Dataset Characteristics

Secure Water Treatment (SWaT)

Characteristics of dataset (SWaT.A1)

  1. 11 days of continuous operation: 7 under normal operation and 4 days with attack scenarios
  2. Collected network traffic & all the values obtained from all the 51 sensors and actuators 
  3. Data labelled according to normal and abnormal behaviours
  4. Attack Scenarios: Derived through the attack models developed by our research team. The attack model considers the intent space of a CPS as an attack model. 41 attacks were launched during the 4 days and are described in the PDF.

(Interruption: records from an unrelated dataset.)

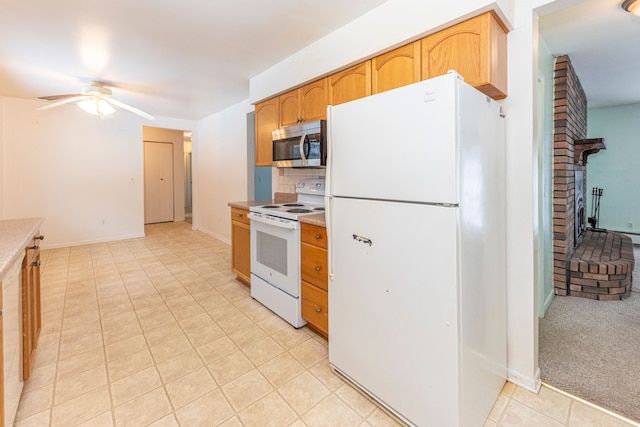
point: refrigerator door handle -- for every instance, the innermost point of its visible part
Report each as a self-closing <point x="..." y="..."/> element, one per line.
<point x="328" y="224"/>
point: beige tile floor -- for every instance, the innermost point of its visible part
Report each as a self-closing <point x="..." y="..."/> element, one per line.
<point x="155" y="331"/>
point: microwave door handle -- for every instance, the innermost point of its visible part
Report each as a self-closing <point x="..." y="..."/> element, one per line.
<point x="303" y="141"/>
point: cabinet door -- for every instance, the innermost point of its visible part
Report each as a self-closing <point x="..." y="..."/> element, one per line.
<point x="289" y="108"/>
<point x="266" y="122"/>
<point x="314" y="265"/>
<point x="400" y="67"/>
<point x="350" y="84"/>
<point x="476" y="49"/>
<point x="315" y="308"/>
<point x="313" y="101"/>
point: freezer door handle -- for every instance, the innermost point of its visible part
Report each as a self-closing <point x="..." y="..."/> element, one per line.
<point x="362" y="239"/>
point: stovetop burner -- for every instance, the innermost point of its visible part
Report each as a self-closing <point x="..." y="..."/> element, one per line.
<point x="310" y="201"/>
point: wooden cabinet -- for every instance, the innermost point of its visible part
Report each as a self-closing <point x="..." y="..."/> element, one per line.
<point x="303" y="104"/>
<point x="315" y="296"/>
<point x="267" y="120"/>
<point x="476" y="49"/>
<point x="399" y="67"/>
<point x="350" y="84"/>
<point x="31" y="311"/>
<point x="241" y="244"/>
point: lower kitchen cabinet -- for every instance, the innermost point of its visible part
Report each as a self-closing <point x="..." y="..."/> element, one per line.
<point x="315" y="296"/>
<point x="31" y="311"/>
<point x="241" y="244"/>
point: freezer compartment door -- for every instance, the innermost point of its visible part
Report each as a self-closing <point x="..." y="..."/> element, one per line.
<point x="409" y="131"/>
<point x="393" y="320"/>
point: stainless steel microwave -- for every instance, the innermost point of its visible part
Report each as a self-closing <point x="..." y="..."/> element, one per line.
<point x="301" y="146"/>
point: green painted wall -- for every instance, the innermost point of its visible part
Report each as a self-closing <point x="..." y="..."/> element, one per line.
<point x="617" y="169"/>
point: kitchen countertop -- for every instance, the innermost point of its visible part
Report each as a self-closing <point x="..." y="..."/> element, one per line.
<point x="14" y="236"/>
<point x="316" y="219"/>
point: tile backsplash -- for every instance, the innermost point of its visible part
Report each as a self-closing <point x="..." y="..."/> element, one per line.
<point x="284" y="180"/>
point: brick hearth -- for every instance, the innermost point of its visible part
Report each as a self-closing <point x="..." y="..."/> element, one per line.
<point x="601" y="266"/>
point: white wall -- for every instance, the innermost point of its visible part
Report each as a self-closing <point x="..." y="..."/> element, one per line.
<point x="81" y="173"/>
<point x="390" y="25"/>
<point x="220" y="168"/>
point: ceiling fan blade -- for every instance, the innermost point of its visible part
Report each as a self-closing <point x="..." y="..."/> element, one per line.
<point x="56" y="97"/>
<point x="130" y="108"/>
<point x="62" y="102"/>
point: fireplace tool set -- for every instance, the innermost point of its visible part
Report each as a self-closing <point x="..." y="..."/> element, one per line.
<point x="596" y="194"/>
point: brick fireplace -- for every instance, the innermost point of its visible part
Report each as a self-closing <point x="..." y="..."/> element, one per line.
<point x="587" y="263"/>
<point x="570" y="124"/>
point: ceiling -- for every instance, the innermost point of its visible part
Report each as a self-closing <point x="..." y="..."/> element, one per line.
<point x="601" y="40"/>
<point x="189" y="59"/>
<point x="183" y="59"/>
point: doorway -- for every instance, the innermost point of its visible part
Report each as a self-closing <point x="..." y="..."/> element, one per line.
<point x="158" y="182"/>
<point x="164" y="170"/>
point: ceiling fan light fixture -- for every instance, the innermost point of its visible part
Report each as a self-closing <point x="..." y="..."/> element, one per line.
<point x="97" y="107"/>
<point x="632" y="6"/>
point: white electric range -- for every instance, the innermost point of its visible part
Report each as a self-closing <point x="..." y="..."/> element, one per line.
<point x="275" y="250"/>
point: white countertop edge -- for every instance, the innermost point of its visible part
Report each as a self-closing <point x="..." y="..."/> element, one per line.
<point x="15" y="234"/>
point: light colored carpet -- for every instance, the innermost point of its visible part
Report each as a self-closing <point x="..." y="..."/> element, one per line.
<point x="591" y="349"/>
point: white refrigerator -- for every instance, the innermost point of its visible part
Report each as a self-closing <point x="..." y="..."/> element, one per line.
<point x="416" y="223"/>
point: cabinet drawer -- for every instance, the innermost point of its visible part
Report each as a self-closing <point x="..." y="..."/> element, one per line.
<point x="315" y="305"/>
<point x="313" y="234"/>
<point x="314" y="265"/>
<point x="240" y="215"/>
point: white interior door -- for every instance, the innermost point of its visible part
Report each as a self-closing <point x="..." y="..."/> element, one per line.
<point x="158" y="182"/>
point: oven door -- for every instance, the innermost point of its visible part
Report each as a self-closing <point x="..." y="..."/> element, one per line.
<point x="275" y="252"/>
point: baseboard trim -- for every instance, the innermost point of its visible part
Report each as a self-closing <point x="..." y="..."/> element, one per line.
<point x="526" y="382"/>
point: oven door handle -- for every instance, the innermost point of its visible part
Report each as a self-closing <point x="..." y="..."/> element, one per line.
<point x="277" y="222"/>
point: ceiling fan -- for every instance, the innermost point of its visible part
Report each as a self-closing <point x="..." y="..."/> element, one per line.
<point x="94" y="98"/>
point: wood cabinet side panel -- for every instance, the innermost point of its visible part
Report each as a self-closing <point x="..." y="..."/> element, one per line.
<point x="314" y="235"/>
<point x="313" y="101"/>
<point x="289" y="108"/>
<point x="266" y="121"/>
<point x="241" y="250"/>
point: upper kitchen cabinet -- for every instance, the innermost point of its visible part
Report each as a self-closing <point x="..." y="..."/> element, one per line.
<point x="350" y="84"/>
<point x="399" y="67"/>
<point x="303" y="104"/>
<point x="266" y="121"/>
<point x="476" y="49"/>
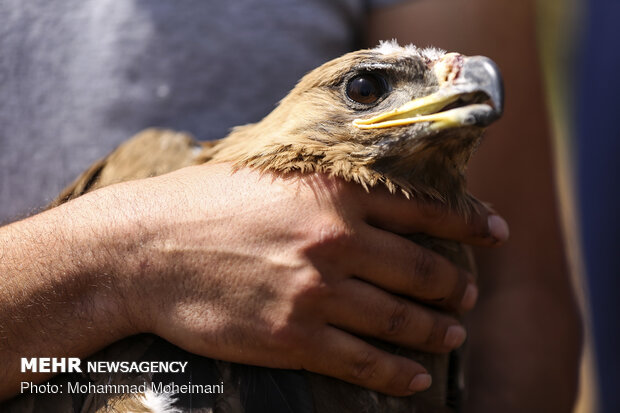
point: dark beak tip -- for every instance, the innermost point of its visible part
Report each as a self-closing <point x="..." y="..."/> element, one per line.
<point x="482" y="74"/>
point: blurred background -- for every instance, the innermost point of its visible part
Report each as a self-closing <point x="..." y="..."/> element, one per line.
<point x="579" y="56"/>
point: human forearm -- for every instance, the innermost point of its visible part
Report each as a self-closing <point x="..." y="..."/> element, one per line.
<point x="57" y="272"/>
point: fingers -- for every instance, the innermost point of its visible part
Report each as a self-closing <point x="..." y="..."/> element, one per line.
<point x="364" y="309"/>
<point x="351" y="359"/>
<point x="397" y="214"/>
<point x="403" y="267"/>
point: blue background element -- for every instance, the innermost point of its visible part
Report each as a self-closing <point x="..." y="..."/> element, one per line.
<point x="597" y="124"/>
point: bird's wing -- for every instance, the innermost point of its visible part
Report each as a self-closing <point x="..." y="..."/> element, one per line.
<point x="151" y="152"/>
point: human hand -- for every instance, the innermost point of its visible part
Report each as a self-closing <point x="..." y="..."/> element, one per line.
<point x="282" y="272"/>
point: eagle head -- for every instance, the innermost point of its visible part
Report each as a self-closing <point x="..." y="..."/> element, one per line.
<point x="407" y="117"/>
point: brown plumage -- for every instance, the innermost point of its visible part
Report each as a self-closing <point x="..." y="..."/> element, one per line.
<point x="402" y="117"/>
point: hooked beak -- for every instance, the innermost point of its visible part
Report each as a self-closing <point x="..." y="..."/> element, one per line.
<point x="471" y="93"/>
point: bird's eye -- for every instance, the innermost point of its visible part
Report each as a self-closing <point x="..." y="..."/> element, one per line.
<point x="366" y="88"/>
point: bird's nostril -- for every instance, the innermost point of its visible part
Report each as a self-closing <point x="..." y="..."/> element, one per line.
<point x="448" y="68"/>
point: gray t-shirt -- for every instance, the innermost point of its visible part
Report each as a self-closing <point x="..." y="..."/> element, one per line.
<point x="77" y="77"/>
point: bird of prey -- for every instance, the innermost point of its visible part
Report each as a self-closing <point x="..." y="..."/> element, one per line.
<point x="404" y="117"/>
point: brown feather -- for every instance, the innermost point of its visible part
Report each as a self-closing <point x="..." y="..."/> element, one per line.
<point x="311" y="131"/>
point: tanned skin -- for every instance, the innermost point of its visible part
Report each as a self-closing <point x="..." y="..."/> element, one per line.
<point x="243" y="277"/>
<point x="525" y="331"/>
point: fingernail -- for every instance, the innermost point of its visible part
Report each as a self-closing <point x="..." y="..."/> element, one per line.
<point x="469" y="297"/>
<point x="498" y="228"/>
<point x="455" y="336"/>
<point x="420" y="382"/>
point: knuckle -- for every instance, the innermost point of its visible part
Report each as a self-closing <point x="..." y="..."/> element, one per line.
<point x="286" y="336"/>
<point x="365" y="366"/>
<point x="435" y="335"/>
<point x="424" y="265"/>
<point x="308" y="284"/>
<point x="330" y="232"/>
<point x="398" y="319"/>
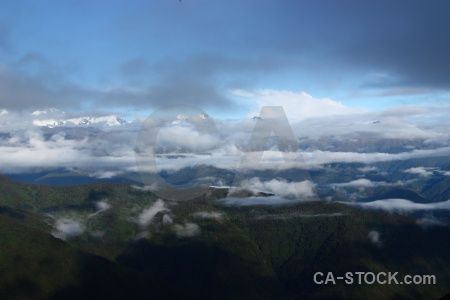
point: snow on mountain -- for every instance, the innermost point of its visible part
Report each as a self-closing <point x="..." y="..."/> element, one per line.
<point x="111" y="120"/>
<point x="47" y="111"/>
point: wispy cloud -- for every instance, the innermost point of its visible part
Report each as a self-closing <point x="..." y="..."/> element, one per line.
<point x="147" y="215"/>
<point x="66" y="228"/>
<point x="401" y="205"/>
<point x="187" y="230"/>
<point x="374" y="237"/>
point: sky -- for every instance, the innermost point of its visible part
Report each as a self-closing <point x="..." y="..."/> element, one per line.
<point x="228" y="58"/>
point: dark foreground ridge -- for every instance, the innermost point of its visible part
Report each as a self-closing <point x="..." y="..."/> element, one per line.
<point x="206" y="250"/>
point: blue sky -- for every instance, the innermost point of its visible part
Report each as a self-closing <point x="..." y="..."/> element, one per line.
<point x="135" y="56"/>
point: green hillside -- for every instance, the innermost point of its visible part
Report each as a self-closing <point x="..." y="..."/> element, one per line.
<point x="204" y="248"/>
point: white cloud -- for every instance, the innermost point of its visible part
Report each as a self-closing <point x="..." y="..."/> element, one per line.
<point x="374" y="237"/>
<point x="167" y="220"/>
<point x="149" y="213"/>
<point x="297" y="215"/>
<point x="248" y="201"/>
<point x="297" y="105"/>
<point x="67" y="228"/>
<point x="430" y="222"/>
<point x="105" y="174"/>
<point x="422" y="171"/>
<point x="366" y="169"/>
<point x="401" y="205"/>
<point x="362" y="182"/>
<point x="187" y="230"/>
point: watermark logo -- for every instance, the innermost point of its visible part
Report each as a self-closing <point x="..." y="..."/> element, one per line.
<point x="147" y="150"/>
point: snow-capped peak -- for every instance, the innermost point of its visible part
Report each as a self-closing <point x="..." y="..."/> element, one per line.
<point x="46" y="111"/>
<point x="111" y="120"/>
<point x="181" y="117"/>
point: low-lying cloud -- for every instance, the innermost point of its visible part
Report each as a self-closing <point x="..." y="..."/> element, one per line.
<point x="374" y="237"/>
<point x="147" y="215"/>
<point x="187" y="230"/>
<point x="66" y="228"/>
<point x="208" y="214"/>
<point x="282" y="188"/>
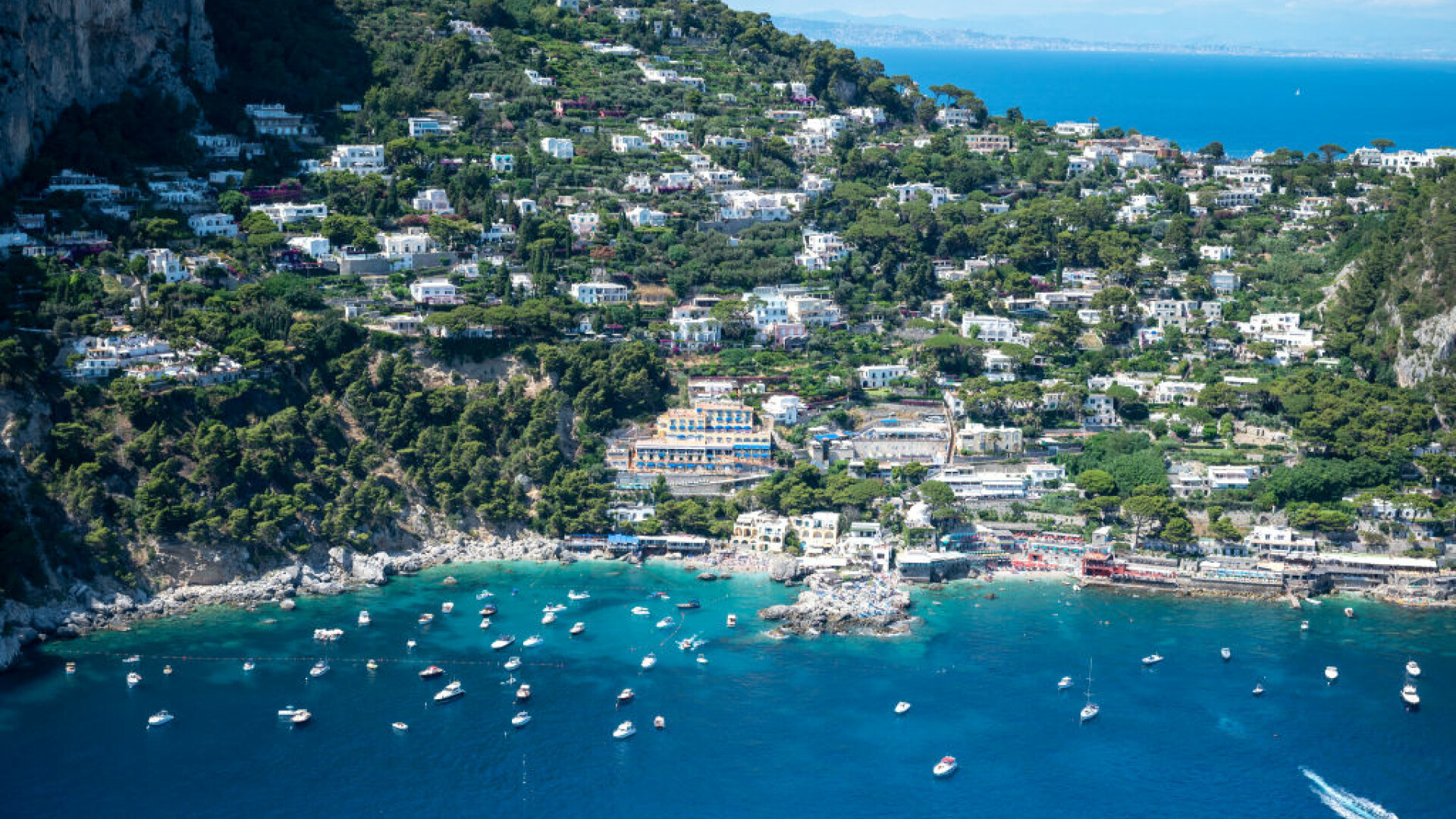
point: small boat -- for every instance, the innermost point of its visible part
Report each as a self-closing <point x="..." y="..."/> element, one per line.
<point x="1410" y="697"/>
<point x="450" y="691"/>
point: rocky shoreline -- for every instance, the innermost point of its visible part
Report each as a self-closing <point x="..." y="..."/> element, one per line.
<point x="85" y="610"/>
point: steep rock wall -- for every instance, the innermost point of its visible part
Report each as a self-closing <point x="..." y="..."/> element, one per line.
<point x="57" y="53"/>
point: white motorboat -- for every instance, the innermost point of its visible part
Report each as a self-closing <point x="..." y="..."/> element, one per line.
<point x="1410" y="697"/>
<point x="450" y="691"/>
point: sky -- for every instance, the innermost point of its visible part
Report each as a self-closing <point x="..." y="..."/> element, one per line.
<point x="1408" y="28"/>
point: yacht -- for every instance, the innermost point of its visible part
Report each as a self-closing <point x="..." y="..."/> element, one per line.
<point x="1410" y="697"/>
<point x="450" y="691"/>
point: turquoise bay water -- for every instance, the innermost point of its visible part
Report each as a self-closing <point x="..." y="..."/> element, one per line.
<point x="1245" y="102"/>
<point x="764" y="729"/>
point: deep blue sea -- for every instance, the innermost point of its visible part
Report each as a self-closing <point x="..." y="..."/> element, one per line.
<point x="797" y="727"/>
<point x="1245" y="102"/>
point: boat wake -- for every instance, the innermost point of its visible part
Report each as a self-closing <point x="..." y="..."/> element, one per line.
<point x="1343" y="802"/>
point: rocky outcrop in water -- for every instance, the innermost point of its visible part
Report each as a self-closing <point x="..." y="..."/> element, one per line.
<point x="60" y="53"/>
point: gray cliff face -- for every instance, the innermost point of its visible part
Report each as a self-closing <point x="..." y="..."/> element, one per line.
<point x="57" y="53"/>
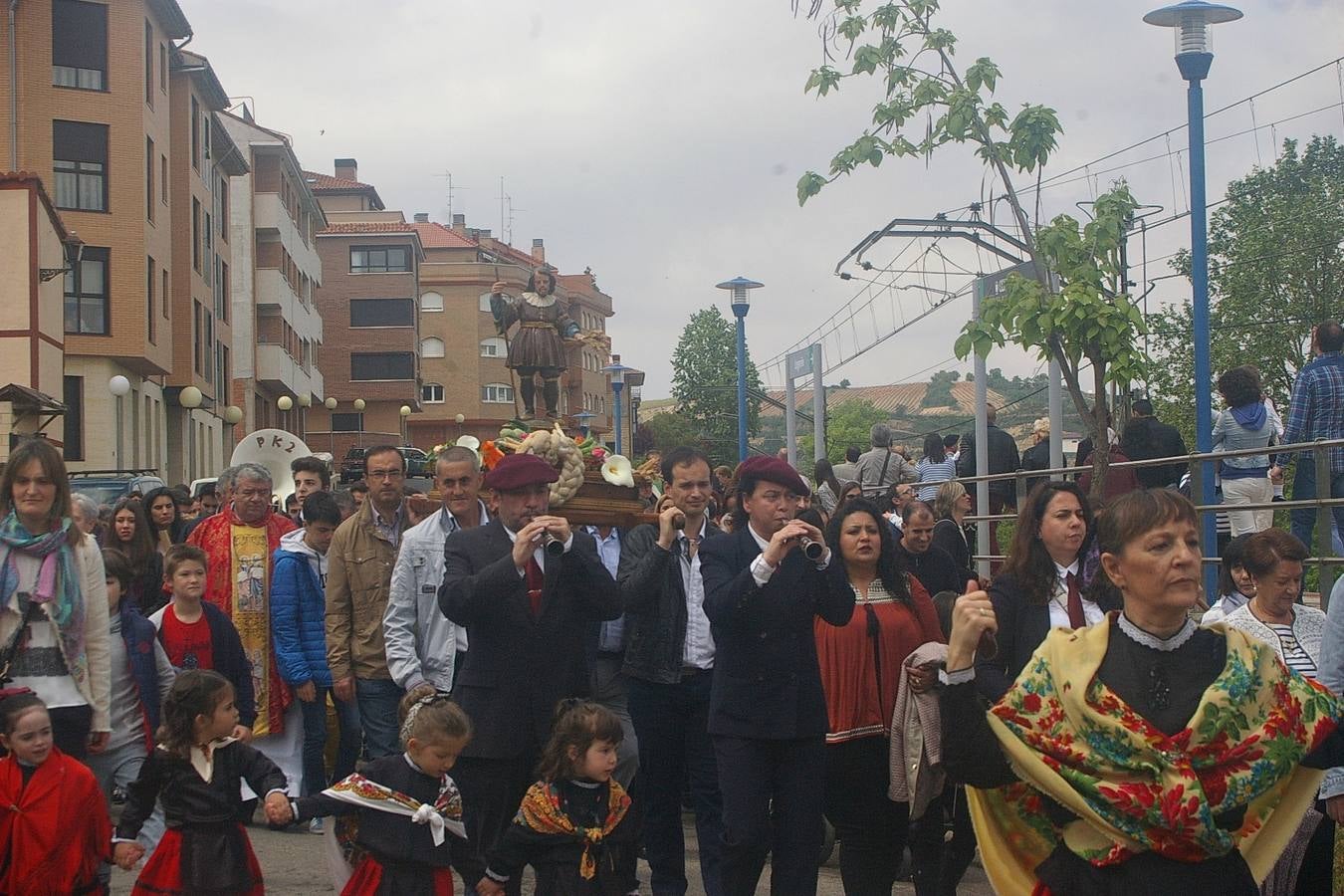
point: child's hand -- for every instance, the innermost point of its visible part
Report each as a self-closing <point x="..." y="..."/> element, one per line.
<point x="126" y="854"/>
<point x="277" y="808"/>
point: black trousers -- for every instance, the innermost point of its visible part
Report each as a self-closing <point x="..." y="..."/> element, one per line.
<point x="773" y="802"/>
<point x="492" y="790"/>
<point x="871" y="829"/>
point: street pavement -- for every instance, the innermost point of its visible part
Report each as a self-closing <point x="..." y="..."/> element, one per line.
<point x="293" y="864"/>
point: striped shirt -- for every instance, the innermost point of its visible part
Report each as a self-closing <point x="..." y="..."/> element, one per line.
<point x="1317" y="408"/>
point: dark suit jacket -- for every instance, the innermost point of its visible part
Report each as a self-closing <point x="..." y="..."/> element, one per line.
<point x="767" y="681"/>
<point x="518" y="668"/>
<point x="1023" y="625"/>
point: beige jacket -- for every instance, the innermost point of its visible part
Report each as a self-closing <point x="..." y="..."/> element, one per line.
<point x="357" y="583"/>
<point x="96" y="687"/>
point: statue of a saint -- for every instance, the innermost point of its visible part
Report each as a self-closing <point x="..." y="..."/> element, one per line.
<point x="538" y="344"/>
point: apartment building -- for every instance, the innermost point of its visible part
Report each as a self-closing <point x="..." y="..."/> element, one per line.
<point x="277" y="332"/>
<point x="368" y="303"/>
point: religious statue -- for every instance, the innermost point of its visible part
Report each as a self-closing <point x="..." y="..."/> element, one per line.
<point x="538" y="344"/>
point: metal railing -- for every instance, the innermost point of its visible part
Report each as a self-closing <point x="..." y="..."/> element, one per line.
<point x="1323" y="559"/>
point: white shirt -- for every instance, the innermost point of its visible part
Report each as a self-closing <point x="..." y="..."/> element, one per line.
<point x="1059" y="603"/>
<point x="698" y="650"/>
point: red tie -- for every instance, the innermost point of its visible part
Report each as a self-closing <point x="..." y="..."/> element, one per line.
<point x="535" y="581"/>
<point x="1075" y="603"/>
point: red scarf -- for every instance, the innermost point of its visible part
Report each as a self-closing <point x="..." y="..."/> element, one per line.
<point x="54" y="833"/>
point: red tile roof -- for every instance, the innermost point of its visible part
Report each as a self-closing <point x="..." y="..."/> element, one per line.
<point x="434" y="235"/>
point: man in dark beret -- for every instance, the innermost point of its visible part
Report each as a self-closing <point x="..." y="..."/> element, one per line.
<point x="764" y="585"/>
<point x="527" y="585"/>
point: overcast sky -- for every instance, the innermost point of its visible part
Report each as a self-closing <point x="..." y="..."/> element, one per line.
<point x="660" y="142"/>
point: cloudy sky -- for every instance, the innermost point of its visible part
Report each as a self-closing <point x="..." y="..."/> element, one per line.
<point x="660" y="142"/>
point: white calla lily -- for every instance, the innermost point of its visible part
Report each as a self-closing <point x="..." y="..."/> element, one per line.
<point x="617" y="470"/>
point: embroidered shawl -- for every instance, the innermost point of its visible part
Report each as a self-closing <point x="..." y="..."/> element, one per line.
<point x="541" y="811"/>
<point x="1131" y="786"/>
<point x="237" y="581"/>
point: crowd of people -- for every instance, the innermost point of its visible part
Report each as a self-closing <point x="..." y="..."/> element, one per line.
<point x="507" y="688"/>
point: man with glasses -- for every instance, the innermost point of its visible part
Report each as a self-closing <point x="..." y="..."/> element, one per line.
<point x="361" y="557"/>
<point x="239" y="543"/>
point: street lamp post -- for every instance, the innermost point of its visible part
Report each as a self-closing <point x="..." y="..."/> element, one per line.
<point x="617" y="369"/>
<point x="1194" y="57"/>
<point x="740" y="287"/>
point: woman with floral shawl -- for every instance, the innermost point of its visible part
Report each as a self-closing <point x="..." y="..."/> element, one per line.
<point x="1143" y="754"/>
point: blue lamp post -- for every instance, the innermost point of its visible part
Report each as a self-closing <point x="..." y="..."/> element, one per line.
<point x="1194" y="57"/>
<point x="617" y="369"/>
<point x="740" y="288"/>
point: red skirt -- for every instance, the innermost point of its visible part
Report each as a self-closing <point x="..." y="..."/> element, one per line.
<point x="161" y="875"/>
<point x="368" y="876"/>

Click here to find out how to request for the dataset.

Updates on dataset

24 Sep 18 (SWaT.A2)
Two sets of “SWaT_Dataset_Normal” – versions 0 and 1 – are provided. The datasets capture the normal state of the SWaT testbed running for seven days. In Version 0, we started recording the data when the plant was emptying the water storage tank for 30 minutes. In general, in an ICS environment, this is part of the maintenance outside normal operations. As a result of this drainage, the first 30 minutes of LIT101 data exhibits change even though there was no water in/outflow. Version 1 is derived from version 0 by removing the first 30 minutes of data.

14 Aug 19 (SWaT.A3)
A new set of SWaT dataset, collected during Jul 2019, is available for downloading. This set includes 3 hours of SWaT running under normal operating condition and 1 hour during which 6 attacks were carried out. Those who have previously received SWaT dataset download link can use the same link to access this new dataset.

23 Oct 19 (SWaT.A4)
We received queries on the SWaT dataset, collected during Jul 2019, e.g., under LS 201 the fields were recorded as “{u’IsSystem’: False, u’Name’: u’Inactive’, u’Value’: 0}”. These fields have been updated to “Active” or “Inactive” and the dataset saved as version 2. The fields’ definitions are provided in the “readme.docx” document that was shared along with the dataset. Those who were given the link to download the dataset previously can download the new files using the same link.

19 Dec 19 (SWaT.A5)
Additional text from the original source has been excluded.